Single by the Chi-Lites

from the album Chi-Lites
- Released: 1973
- Genre: Soul
- Length: 3:35
- Label: Brunswick
- Songwriter(s): Eugene Record; Stan McKenny;
- Producer(s): Eugene Record

The Chi-Lites singles chronology
| "I Found Sunshine" (1973) | "Homely Girl" (1973) | "There Will Never Be Peace" (1974) |

= Homely Girl =

1973 single by the Chi-Lites

"Homely Girl" is a song by American vocal group the Chi-Lites. Released in 1973, it reached number five on the UK Singles Chart, number three on the US Hot Soul Singles chart, and number 54 on the US Billboard Hot 100. A cover by UB40 also became a hit between 1989 and 1991 in several countries.

==Charts==

| Chart (1973) | Peak position |
|---|---|
| Canada (RPM) | 98 |
| UK Singles (OCC) | 5 |
| US Billboard Hot 100 | 54 |
| US Best Selling Soul Singles (Billboard) | 3 |

==UB40 version==

A cover version by UB40, from their ninth studio album, Labour of Love II (1989), was released as a single on November 6, 1989, in the United Kingdom. This cover reached the top 10 in the UK, France, the Netherlands, and New Zealand. In France, the song was used in a television advertisement for the Lee Cooper jeans.
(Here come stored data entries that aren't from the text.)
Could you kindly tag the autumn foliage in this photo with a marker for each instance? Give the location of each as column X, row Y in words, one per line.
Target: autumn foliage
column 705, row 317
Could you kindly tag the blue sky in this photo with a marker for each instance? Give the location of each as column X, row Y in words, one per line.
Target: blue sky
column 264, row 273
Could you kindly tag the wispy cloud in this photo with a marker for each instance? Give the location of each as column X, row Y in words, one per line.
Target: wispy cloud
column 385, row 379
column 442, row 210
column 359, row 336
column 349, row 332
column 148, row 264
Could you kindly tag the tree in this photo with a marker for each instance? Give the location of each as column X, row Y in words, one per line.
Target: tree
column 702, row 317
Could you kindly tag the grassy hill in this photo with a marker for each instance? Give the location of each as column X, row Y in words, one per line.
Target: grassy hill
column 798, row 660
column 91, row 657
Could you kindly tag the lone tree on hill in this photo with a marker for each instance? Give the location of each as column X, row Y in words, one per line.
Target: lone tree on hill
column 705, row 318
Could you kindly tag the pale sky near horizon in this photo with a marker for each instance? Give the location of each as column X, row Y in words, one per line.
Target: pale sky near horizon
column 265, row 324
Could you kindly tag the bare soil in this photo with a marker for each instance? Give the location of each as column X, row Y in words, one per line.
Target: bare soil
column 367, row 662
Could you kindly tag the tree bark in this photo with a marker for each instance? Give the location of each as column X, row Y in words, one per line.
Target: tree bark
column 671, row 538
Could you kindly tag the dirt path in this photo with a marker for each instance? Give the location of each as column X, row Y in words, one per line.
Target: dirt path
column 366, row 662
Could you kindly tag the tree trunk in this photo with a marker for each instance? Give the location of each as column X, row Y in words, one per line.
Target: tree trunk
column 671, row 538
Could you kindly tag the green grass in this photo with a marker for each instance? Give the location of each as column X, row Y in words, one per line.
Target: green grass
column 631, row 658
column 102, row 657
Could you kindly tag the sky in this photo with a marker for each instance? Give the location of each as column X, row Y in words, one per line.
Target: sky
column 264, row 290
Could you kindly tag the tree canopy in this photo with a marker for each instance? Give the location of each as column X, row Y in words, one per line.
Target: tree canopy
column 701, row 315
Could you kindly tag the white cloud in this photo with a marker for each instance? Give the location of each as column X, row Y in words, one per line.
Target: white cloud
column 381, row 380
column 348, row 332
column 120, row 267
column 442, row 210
David Giles of Music Week deemed "Homely Girl" as "UB40's best for a while", adding: "It's a mark of a truly great band to be able to perform a cover version so convincingly that you end up thinking they've written it themselves".

===Track listings===
7-inch single
1. "Homely Girl" – 3:22
2. "Gator" (instrumental) – 4:01

12-inch single
1. "Homely Girl" (extended mix) – 7:29
2. "Gator" (instrumental) – 4:01
3. "Homely Girl" – 3:22

CD single
1. "Homely Girl" – 3:22
2. "Gator" (instrumental) – 4:01
3. "Homely Girl" (extended mix) – 7:29

===Charts===
====Weekly charts====

| Chart (1989–1991) | Peak position |
|---|---|
| Australia (ARIA) | 52 |
| Belgium (Ultratop 50 Flanders) | 11 |
| Europe (Eurochart Hot 100) | 19 |
| Finland (Suomen virallinen lista) | 30 |
| France (SNEP) | 4 |
| Ireland (IRMA) | 10 |
| Netherlands (Dutch Top 40) | 2 |
| Netherlands (Single Top 100) | 2 |
| New Zealand (Recorded Music NZ) | 4 |
| UK Singles (OCC) | 6 |

====Year-end charts====

| Chart (1989) | Position |
|---|---|
| Netherlands (Dutch Top 40) | 90 |
| Netherlands (Single Top 100) | 73 |
| UK Singles (OCC) | 94 |

| Chart (1990) | Position |
|---|---|
| Belgium (Ultratop 50 Flanders) | 99 |
| Netherlands (Dutch Top 40) | 58 |

===Certifications===

| Region | Certification | Certified units/sales |
| France (SNEP) | Silver | 125,000^{*} |
| New Zealand (RMNZ) | 2× Platinum | 60,000^{‡} |
| United Kingdom (BPI) | Silver | 200,000^{‡} |
^{*} Sales figures based on certification alone. ^{‡} Sales+streaming figures based on certification alone.

==Other versions==
In 1974, Jackie Robinson, lead singer of the Pioneers, released a cover version in the UK on Trojan Records' subsidiary label Harry J. It was this reggae version that inspired UB40, whose "Labour of Love" albums are cover versions of reggae tracks of the 1960s and 1970s.